For Storrie and Williams personally, the SNL cameo adds momentum at a crucial career inflection point. Presenting at awards, carrying a torch in the Olympic Relay and now hosting SNL all expand their marketability for both scripted and mainstream projects. Industry attention could translate into more ensemble work, film offers and endorsements, but sustaining that momentum will depend on the second season’s reception and subsequent casting confirmations.
Comparison & Data
| Team | Noted last major win |
|---|---|
| U.S. men’s hockey team | Last Olympic gold more than 40 years ago |
| U.S. women’s hockey team | Last Olympic gold two Olympics ago |
The table emphasizes the monologue’s reference points: the women’s team’s relatively recent Olympic success versus the men’s longer title drought, a contrast used onstage for comedic effect and contextual commentary. That contrast also helps explain why the appearance of both men’s and women’s players resonated beyond a simple celebrity cameo.
Reactions & Quotes
The sequence drew on short, pointed quips from athletes that framed the moment as lightly ironic rather than hostile. Knight and Keller used the stage to undercut the White House video and to remind viewers of the women’s stronger recent results.

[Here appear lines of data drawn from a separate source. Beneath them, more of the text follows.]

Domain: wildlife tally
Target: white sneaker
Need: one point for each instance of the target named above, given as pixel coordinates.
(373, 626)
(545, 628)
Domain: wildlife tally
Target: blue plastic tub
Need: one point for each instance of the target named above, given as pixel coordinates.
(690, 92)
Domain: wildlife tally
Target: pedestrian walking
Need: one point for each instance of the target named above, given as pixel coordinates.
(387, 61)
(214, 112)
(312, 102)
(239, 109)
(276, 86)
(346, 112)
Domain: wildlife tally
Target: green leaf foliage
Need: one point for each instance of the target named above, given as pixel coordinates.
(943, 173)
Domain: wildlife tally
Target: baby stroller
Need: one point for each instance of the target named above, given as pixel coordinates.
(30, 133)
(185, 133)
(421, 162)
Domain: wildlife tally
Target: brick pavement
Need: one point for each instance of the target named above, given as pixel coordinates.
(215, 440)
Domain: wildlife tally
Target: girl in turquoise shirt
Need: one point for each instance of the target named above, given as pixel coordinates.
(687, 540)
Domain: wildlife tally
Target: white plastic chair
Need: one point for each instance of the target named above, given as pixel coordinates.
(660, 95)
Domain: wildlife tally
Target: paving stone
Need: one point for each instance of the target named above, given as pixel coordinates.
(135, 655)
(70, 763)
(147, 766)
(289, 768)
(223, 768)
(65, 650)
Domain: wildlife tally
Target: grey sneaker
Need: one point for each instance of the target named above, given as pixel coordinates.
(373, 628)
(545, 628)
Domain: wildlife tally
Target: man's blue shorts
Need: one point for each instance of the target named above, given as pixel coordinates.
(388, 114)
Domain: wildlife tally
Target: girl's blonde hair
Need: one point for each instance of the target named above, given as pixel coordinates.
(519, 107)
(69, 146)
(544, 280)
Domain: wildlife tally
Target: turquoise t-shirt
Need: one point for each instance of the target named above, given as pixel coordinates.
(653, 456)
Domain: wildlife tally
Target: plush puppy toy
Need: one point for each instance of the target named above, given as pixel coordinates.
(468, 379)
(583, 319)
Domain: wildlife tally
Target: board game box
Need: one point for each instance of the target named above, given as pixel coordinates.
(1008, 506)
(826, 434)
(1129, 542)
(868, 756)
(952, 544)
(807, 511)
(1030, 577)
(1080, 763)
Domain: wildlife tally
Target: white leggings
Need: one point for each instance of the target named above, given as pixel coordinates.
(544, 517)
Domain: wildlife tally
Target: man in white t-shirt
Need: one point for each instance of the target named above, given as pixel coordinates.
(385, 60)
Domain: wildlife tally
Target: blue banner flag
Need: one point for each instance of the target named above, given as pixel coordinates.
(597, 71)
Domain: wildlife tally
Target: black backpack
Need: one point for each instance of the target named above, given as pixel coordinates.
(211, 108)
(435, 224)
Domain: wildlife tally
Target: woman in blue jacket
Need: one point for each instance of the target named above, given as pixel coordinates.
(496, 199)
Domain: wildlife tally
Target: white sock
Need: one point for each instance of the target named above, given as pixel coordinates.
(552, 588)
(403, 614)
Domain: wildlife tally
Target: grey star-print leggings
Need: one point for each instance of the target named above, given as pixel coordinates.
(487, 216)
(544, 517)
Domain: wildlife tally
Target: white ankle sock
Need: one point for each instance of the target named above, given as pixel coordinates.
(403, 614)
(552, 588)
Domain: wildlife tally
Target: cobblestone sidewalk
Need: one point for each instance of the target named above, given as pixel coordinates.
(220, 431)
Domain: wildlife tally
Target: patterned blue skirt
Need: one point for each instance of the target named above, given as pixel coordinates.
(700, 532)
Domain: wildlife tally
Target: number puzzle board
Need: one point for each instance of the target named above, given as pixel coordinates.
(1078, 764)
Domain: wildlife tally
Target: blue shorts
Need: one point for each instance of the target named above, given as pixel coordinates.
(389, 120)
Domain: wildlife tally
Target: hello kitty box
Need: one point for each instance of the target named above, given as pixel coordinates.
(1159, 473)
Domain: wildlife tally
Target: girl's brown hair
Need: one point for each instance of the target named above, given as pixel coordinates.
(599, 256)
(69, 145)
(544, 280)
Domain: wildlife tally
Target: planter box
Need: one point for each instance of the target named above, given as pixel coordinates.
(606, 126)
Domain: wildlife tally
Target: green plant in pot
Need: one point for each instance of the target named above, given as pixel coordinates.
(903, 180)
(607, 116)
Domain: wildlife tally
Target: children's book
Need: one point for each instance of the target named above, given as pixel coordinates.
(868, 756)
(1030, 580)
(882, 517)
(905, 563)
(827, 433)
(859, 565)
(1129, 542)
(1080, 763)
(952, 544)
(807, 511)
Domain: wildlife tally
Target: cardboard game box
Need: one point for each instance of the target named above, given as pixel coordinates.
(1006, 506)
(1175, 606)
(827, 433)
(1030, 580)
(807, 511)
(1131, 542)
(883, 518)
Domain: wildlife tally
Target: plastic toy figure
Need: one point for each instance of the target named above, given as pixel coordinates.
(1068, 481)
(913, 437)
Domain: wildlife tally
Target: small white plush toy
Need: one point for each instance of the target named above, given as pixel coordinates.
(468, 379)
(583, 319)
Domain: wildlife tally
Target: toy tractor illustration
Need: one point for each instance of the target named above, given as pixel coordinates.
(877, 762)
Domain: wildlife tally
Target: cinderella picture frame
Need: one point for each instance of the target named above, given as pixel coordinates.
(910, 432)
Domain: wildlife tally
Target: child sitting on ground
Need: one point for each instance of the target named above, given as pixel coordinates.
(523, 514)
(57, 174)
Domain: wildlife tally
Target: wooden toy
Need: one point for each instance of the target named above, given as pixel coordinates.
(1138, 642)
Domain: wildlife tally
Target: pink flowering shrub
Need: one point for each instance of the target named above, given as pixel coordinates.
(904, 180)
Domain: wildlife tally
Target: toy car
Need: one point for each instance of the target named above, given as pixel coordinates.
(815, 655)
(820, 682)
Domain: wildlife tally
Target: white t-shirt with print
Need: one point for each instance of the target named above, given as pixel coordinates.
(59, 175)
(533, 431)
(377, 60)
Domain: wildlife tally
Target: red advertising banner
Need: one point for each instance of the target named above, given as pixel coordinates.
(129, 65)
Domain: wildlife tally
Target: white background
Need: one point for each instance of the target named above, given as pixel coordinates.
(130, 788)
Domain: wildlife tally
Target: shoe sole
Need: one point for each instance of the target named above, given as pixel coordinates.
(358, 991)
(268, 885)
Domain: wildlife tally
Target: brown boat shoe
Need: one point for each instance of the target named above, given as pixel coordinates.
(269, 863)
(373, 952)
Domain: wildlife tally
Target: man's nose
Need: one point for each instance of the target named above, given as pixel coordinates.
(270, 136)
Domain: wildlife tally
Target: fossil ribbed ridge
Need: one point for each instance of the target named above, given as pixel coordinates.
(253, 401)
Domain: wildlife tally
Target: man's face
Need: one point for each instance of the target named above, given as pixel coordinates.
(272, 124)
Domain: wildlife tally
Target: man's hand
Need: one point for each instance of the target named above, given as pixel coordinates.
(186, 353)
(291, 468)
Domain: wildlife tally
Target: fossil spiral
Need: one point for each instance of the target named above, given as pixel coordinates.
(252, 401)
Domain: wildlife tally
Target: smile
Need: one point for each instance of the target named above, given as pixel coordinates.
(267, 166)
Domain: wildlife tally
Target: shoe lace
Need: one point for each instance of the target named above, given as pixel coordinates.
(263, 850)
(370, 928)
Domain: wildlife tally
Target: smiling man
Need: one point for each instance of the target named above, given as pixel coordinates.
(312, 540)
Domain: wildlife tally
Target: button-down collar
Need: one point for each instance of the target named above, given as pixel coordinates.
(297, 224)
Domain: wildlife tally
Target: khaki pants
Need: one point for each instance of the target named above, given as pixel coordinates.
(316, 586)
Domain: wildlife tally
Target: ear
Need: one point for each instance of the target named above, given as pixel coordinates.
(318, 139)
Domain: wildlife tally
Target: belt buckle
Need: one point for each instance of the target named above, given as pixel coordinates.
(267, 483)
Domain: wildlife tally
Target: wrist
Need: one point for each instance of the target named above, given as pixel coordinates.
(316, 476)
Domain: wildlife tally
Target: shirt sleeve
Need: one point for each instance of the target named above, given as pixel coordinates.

“It was going to be just us, but we thought we’d invite the guys too.”
Hilary Knight
“We thought we’d give them a little moment to shine.”
Megan Keller
Separately, Hudson Williams has spoken in earlier interviews about the depth of his friendship with Storrie and how that relationship has supported the intense production demands of Heated Rivalry.
“I have one of my best friends for life right beside me through it all, which is already a luxury that a lot of actors don’t get.”
Hudson Williams (interview with The Hollywood Reporter)
Unconfirmed
- Online speculation suggested Williams’ cameo had been telegraphed during the week, but SNL did not publicly confirm details ahead of airtime.
- Reports that Storrie is “in talks” to join A24’s Peaked indicate discussions rather than a finalized casting; no studio confirmation has been released.
- Season-two production dates are reported to target August shooting and a spring 2027 release, but schedules can shift and official production calendars may change.
Bottom Line
Connor Storrie’s SNL debut married promotional savvy with cultural commentary: it spotlighted a streaming hit while nodding to an ongoing public conversation about women’s and men’s hockey. The episode used athlete cameos and a surprise onstage partner to generate viral-friendly moments without turning the show into a one-note gag.
For Storrie and Williams, the appearance is another milestone in rapid career growth that already includes awards-stage visibility and Olympic Relay duties. How they translate that profile into durable careers will depend on the second season’s reception, confirmed casting outcomes and the industry’s appetite for queer-led sports narratives.